Quand comprendrons-nous que rien ne changera dans la relation entre l'Afrique et la France tant que les Africains ne se réveilleront point. Tant qu'ils ne s'organiseront point collectivement ; tant qu'ils ne se mobiliseront point pour imposer un autre rapport de force entre l'État supposé les représenter et la société, bref, tant qu'ils ne se décoloniseront pas mentalement ?

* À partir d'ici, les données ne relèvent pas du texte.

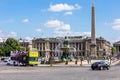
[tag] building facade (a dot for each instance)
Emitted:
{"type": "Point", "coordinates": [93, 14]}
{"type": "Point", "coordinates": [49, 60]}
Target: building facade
{"type": "Point", "coordinates": [82, 46]}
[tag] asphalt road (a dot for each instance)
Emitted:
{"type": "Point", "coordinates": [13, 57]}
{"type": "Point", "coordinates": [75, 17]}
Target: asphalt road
{"type": "Point", "coordinates": [57, 73]}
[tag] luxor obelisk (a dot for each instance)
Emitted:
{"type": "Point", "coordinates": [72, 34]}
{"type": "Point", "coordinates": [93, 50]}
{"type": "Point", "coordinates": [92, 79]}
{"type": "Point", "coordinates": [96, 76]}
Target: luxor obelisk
{"type": "Point", "coordinates": [93, 37]}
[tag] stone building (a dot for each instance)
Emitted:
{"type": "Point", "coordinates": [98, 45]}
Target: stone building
{"type": "Point", "coordinates": [117, 46]}
{"type": "Point", "coordinates": [82, 46]}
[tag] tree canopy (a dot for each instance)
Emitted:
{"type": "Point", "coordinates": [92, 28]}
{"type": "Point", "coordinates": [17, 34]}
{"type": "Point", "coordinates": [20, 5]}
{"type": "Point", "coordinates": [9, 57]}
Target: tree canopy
{"type": "Point", "coordinates": [11, 44]}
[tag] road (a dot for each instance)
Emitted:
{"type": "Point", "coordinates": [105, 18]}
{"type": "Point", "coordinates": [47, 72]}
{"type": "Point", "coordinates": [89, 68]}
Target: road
{"type": "Point", "coordinates": [57, 73]}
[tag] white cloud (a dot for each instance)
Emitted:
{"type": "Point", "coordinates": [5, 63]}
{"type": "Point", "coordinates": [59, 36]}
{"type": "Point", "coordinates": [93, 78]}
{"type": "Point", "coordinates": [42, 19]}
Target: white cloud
{"type": "Point", "coordinates": [116, 24]}
{"type": "Point", "coordinates": [58, 25]}
{"type": "Point", "coordinates": [12, 34]}
{"type": "Point", "coordinates": [68, 13]}
{"type": "Point", "coordinates": [63, 7]}
{"type": "Point", "coordinates": [25, 20]}
{"type": "Point", "coordinates": [7, 34]}
{"type": "Point", "coordinates": [38, 30]}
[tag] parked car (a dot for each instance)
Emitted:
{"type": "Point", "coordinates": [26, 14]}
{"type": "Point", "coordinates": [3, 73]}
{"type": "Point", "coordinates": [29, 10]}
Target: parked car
{"type": "Point", "coordinates": [100, 65]}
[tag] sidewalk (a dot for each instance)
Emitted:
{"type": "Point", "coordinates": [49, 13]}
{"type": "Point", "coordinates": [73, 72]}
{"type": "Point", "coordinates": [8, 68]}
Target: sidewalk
{"type": "Point", "coordinates": [84, 63]}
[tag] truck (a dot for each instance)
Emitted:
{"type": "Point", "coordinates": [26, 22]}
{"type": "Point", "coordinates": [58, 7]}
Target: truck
{"type": "Point", "coordinates": [24, 58]}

Quant à ce que l'on nomme « la Françafrique », le voudrait-il, je doute qu'Emmanuel Macron puisse y mettre un terme. Véritable sac de boue et de fiente, elle dessert pourtant, sur le long terme, les intérêts de la France en Afrique. Mais on le sait, la politique française en Afrique a longtemps été suicidaire. Elle ne s'inscrit pas dans une véritable vision politique du monde qui vient. À l'imagination historique, elle préfère des mythes dont la plupart ont été forgés dans un passé colonial et raciste. Ce sont ces mythes qui poussent la France à constamment donner quitus aux satrapies les plus vénales et les plus brutales du continent. Tel est, en particulier, le cas de l'Afrique centrale, ce cœur des ténèbres de la démocratie où certains autocrates étaient déjà au pouvoir quand Macron n'avait que quatre ans ! On l'a vu, ils ont été les premiers à lui adresser des « félicitations ». Le moment venu, ils espèrent lui appliquer, comme ils l'ont fait avec succès avec tous ceux qui l'ont précédé, la fameuse technique de l'édredon. Ce sont ces mythes d'un autre âge qui poussent également la France à renoncer, quand il s'agit de l'Afrique, à toute capacité d'anticipation. D'un côté, elle ne sait ni ne veut prévoir. De l'autre, ses choix sont toujours des choix à courte vue, gouvernés qu'ils sont par la logique des contrats commerciaux.

Passer à autre chose

Cette sorte de diplomatie affairiste – qui ne sait plus distinguer entre le public et le privé ou encore la raison mercantile et la raison d'État –, voilà le socle de la Françafrique. Ceci étant, la question qu'il faut se poser n'est donc pas de savoir ce qu'Emmanuel Macron fera pour les Africains, ou ce que les Africains sont en droit d'attendre d'Emmanuel Macron. C'est plutôt de savoir ce que les Africains attendent véritablement d'eux-mêmes. Que sont-ils prêts à sacrifier pour se tenir debout par eux-mêmes et pour faire de l'Afrique son centre propre, sa puissance propre, un vaste espace de circulation ? Car c'est en posant les vraies questions qu'ils seront, peut-être pour la première fois depuis la décolonisation, à même d'obliger la France à bien ouvrir ses yeux, à regarder l'avenir, et éventuellement à changer de paradigme. Tout le reste n'est qu'illusion.

* Achille Mbembe est membre de l'Academie américaine des arts et des sciences. Son dernier ouvrage, Politiques de l'inimitié, est paru aux Éditions La Decouverte en 2016.